Yin-Xin Zeng et al. Arch Microbiol. 2014 Feb.

Abstract

The bacterioplankton not only serves critical functions in marine nutrient cycles, but can also serve as indicators of the marine environment. The compositions of bacterial communities in the surface seawater of Ardley Cove and Great Wall Cove were analyzed using a 16S rRNA multiplex 454 pyrosequencing approach. Similar patterns of bacterial composition were found between the two coves, in which Bacteroidetes, Alphaproteobacteria, and Gammaproteobacteria were the dominant members of the bacterioplankton communities.

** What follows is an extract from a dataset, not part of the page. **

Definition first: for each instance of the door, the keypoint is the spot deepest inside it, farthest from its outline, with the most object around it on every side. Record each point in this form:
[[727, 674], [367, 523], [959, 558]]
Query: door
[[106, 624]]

In addition, a large fraction of the bacterial sequence reads (on average 5.3 % per station) could not be assigned below the domain level. Compared with Ardley Cove, Great Wall Cove showed higher chlorophyll and particulate organic carbon concentrations and exhibited relatively lower bacterial richness and diversity. Inferred metabolisms of summer bacterioplankton in the two coves were characterized by chemoheterotrophy and photoheterotrophy. Results suggest that some cosmopolitan species (e.g., Polaribacter and Sulfitobacter) belonging to a few bacterial groups that usually dominate in marine bacterioplankton communities may have similar ecological functions in similar marine environments but at different geographic locations.